Discussion Thread

I've spent the past few hours in a Youtube rabbit-hole diving into early Indo-European culture.

One of the coolest parts of proto-Indo-European is that we can plausibly reconstruct part of the ancient myths of these people, who were illiterate steppe-herders living north of the Baltic Sea roughly five thousand years ago.

Astonishingly, we can reconstruct two of their myths from linguistic, archaeological, and cultural lines of evidence.

The creation myth

At the beginning of time there were two brothers, one named Man and the other named Yemo ("Twin"). They traveled through the cosmos accompanied by the primordial cow. Eventually Man and Twin decided to create the world we now inhabit. To do this, Man had to sacrifice the cow. From the parts of this sacrificed body, with the help of the council of heavenly gods (Sky Father, his sons the Divine Twins, and the Storm God), Man made the wind, the sun, the moon, the sea, earth, fire, and finally all the various kinds of people. Man became the first priest. He was the creator of the ritual of sacrifice that was the root of world order.

The warrior myth

Some time after the world was made, the heavenly council gave cattle to Trito (the "Third Man"). But his cattle were stolen by the treacherous snake Negwhi. Trito prayed to the storm god to help him retrieve the stolen cattle. Together Trito and the storm god went to the cave of the serpent, killed it, and freed the stolen cattle. Trito thus became the first warrior. He recovered the wealth of his people. He gave a sacrifice to the priests, and so ensured that the heavenly council received their share in the rising smoke of sacrificial fires. This began the cycle of giving between gods and humans that has continued to this day.

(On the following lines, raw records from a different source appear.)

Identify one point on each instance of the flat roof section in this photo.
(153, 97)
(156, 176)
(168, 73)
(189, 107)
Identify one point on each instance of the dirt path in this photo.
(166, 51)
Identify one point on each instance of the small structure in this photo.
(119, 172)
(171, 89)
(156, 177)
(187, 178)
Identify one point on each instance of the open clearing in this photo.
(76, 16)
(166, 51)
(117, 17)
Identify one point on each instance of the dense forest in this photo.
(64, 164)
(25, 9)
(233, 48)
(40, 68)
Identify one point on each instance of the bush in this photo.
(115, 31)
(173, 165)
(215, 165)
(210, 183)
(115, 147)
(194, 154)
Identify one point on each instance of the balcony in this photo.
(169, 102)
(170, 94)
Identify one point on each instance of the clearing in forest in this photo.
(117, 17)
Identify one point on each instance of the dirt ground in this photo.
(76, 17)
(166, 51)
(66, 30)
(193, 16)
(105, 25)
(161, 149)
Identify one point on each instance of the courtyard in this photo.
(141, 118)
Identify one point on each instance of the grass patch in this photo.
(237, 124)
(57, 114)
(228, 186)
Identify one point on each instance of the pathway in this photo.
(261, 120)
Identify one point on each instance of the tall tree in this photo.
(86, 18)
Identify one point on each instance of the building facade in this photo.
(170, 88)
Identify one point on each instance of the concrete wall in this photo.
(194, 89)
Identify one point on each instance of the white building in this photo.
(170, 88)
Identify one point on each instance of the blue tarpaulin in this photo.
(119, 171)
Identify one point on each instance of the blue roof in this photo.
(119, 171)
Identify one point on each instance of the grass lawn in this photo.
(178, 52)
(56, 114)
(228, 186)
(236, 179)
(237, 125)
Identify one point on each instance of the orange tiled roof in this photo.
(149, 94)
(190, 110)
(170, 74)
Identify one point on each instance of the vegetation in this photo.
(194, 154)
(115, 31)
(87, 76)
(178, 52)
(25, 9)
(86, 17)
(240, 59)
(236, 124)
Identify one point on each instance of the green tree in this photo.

Thus these two myths establish the hierarchy of mankind: the priests who commune with the gods, the warriors who defend the land and herds, and the shepherds who tend to the flocks.

The myth of the afterlife

These people had a third myth, one that involved the passage of souls through the afterlife. This myth is older than the Proto-Indo-Europeans; it may well be as far as twelve thousand years old, indeed may be the oldest human myth still on record. But that's a story for another post. It is a myth closely related to the domestication of dogs, just as the myths above are closely related to the domestication of cattle.